Managing Professional And Private Lives

To help prevent secondary victimization and burnout, the mental health professional should:

  • separate his/her personal and professional lives by balancing work and recreation;

  • develop absorbing interests and friends outside the field;

  • engage in regular physical activities such as walking, swimming, sports, gardening, etc.;

  • take real breaks during the day;

  • balance trauma work with nontrauma work, clinical work with nonclinical work (such as teaching, consultation, or research), or direct service with administrative activities;

  • attend professional meetings, conferences, and workshops not only to build skills but to develop supportive professional contacts and restorative breaks from the ordinary;

  • assess the possibility of a personal basis for workaholic tendencies, (e.g., low self-esteem, unresolved victimization, dissatisfying personal life);
  • avoid overcommitment and overextension of work-related activities for prolonged periods of time, (e.g., years);

  • meet regularly with other professionals either from the same discipline or from related disciplines to share perspectives and feelings (they may be more supportive than friends or relatives who do not want to hear about the details of this work or cannot understand why mental health and other professionals serving abused and neglected children choose this type of work); and

  • establish attainable goals for the week, month, or year and write them down (professionals in this field should avoid the quagmire of "I am not doing enough," with no means of comparing these thoughts to a realistic, measurable list).

Responsibilities Of Supervisors, Managers, And Administrators

Supervisors, managers, and administrators have a responsibility to their employees to create a supportive work environment for staff. Unfortunately, work-related stress has historically been viewed as the employee's problem. Stress from working with abused and neglected children should not be treated as business as usual or burned-out employees as front-line casualties.67 Managers should consider the following steps to build a positive, supportive organization:

  • Assess how well the organization recognizes and responds to the levels of stress experienced by its employees. Are there methods to help people cope built into daily operations? Do any policies worsen the stress employees feel? Symptoms of dysfunction include low morale; high turnover; absenteeism; scapegoated, angry, and frustrated workers; mistrust of management; and lack of cooperation among staff.

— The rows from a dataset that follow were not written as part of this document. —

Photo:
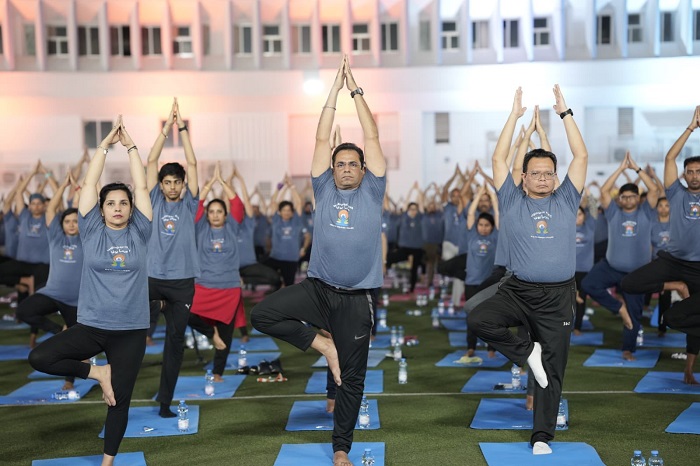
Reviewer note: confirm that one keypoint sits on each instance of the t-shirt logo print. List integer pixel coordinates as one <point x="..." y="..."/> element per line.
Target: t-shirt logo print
<point x="119" y="261"/>
<point x="343" y="218"/>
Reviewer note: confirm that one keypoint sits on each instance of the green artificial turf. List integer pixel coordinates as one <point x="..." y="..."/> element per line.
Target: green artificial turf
<point x="425" y="422"/>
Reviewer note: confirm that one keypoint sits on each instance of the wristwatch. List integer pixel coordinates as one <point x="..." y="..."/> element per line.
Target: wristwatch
<point x="357" y="91"/>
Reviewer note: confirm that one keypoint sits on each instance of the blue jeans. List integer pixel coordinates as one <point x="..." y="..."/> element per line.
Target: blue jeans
<point x="601" y="277"/>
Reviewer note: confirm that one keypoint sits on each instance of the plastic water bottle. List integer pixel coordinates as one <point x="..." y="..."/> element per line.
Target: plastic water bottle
<point x="655" y="459"/>
<point x="363" y="419"/>
<point x="242" y="357"/>
<point x="367" y="458"/>
<point x="562" y="422"/>
<point x="638" y="459"/>
<point x="209" y="383"/>
<point x="183" y="419"/>
<point x="515" y="377"/>
<point x="403" y="371"/>
<point x="71" y="395"/>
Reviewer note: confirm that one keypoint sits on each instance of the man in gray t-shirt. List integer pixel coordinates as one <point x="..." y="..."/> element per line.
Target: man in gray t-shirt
<point x="540" y="228"/>
<point x="345" y="269"/>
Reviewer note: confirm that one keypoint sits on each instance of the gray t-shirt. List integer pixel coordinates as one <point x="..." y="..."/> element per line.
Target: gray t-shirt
<point x="685" y="223"/>
<point x="114" y="284"/>
<point x="66" y="268"/>
<point x="33" y="240"/>
<point x="541" y="232"/>
<point x="629" y="237"/>
<point x="172" y="252"/>
<point x="347" y="250"/>
<point x="218" y="254"/>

  • Assess whether the basic causes of job stress exist, such as unclear job descriptions and unrealistic expectations regarding the scope and responsibilities of the position; conflicting workload demands and priorities; an inability or resistance on the part of management to clarify priorities; persistent job overload in which employees have more to do than what they can reasonably accomplish; and lack of problem resolution and employee frustration over problems and issues that constantly reoccur because they are unresolved.

  • Discuss the problems with employees to obtain their perspective. Develop action plans to address the issues and keep employees informed about progress toward resolution as well as about obstacles and setbacks.

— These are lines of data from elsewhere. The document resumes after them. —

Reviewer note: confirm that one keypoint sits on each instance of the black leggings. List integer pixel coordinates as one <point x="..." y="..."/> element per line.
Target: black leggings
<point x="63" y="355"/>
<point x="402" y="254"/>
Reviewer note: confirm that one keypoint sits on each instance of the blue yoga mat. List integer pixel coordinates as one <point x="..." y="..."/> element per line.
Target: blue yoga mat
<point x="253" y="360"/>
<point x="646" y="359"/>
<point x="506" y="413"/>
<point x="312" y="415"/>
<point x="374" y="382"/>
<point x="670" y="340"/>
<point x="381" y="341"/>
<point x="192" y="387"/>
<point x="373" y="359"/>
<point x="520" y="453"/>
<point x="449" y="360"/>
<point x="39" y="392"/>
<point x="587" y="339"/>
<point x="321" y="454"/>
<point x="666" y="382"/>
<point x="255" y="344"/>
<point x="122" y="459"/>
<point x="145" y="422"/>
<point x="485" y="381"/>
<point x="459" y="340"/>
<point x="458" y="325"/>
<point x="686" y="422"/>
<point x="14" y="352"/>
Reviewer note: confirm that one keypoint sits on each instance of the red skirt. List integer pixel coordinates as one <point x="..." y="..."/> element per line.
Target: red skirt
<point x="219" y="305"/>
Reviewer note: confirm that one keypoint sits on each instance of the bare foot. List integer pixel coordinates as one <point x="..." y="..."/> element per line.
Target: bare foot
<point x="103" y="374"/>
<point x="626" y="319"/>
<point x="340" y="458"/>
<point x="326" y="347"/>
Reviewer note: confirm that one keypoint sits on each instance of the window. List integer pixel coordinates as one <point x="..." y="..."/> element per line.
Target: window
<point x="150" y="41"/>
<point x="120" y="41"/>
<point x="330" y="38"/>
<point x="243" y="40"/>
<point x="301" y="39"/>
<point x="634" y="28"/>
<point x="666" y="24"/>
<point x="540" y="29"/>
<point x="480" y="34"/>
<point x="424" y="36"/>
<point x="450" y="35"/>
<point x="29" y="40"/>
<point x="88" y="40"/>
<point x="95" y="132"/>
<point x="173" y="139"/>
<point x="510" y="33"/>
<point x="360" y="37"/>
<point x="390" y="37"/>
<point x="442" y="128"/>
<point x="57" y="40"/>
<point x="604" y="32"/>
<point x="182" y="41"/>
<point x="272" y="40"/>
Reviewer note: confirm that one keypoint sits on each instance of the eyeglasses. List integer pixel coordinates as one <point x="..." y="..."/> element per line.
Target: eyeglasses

  • Identify and reduce employee isolation by encouraging camaraderie and the development of a common base of experience through informal and formal group activities. Promote consultation, problem solving, and decisionmaking to both reduce the burden on individual employees and encourage the creation of new approaches and alternatives.

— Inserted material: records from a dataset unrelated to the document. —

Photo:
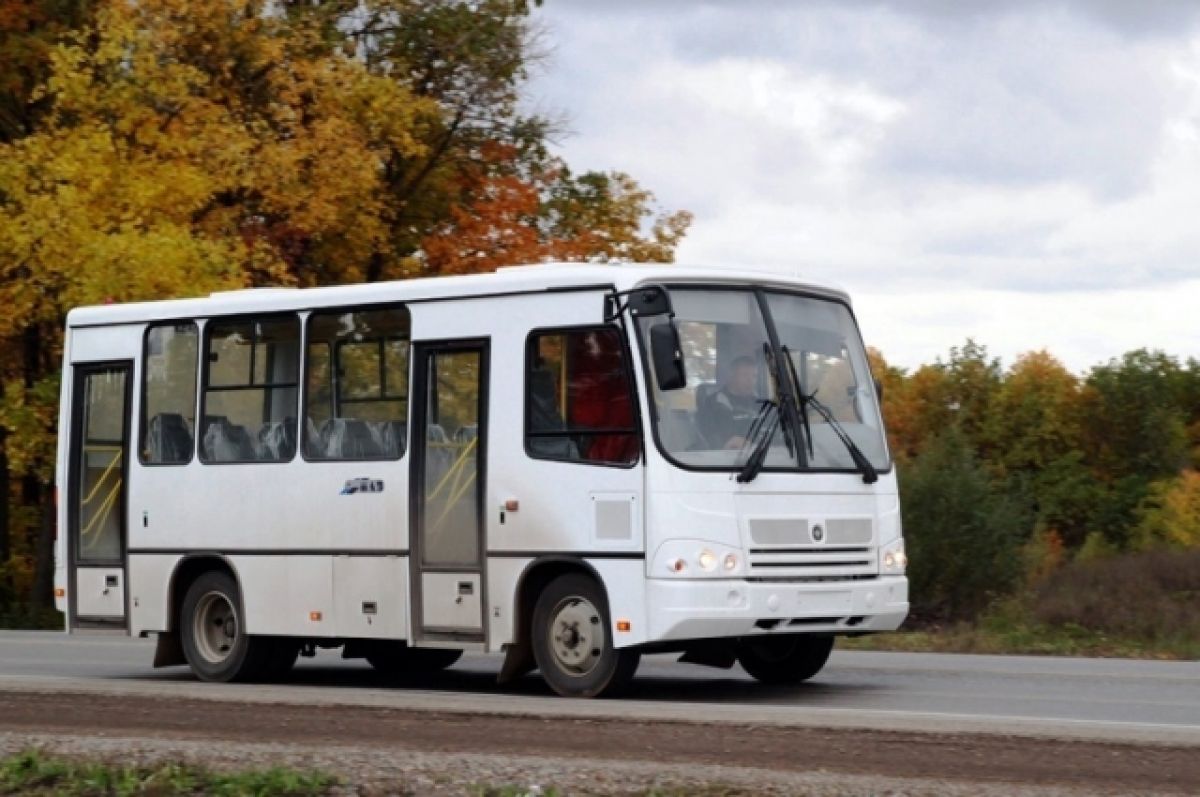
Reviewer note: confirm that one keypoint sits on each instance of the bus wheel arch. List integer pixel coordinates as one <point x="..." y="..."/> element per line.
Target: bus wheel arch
<point x="567" y="630"/>
<point x="169" y="649"/>
<point x="534" y="579"/>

  • Provide consultation and regular supervision for employees to reduce feelings of isolation, recognize work-related stress, and validate employees and their work.

  • Create an environment in which employees feel valued and their work is recognized. Celebrate accomplishments, no matter how small or incremental. Involve employees in planning and implementing activities that will make them feel supported and appreciated. Build intra-agency support systems so that employees feel part of a broader network of professionals striving to serve the target population.

  • Assert and act on the belief that the mental health and personal effectiveness of employees are as important as the needs of the clients they serve.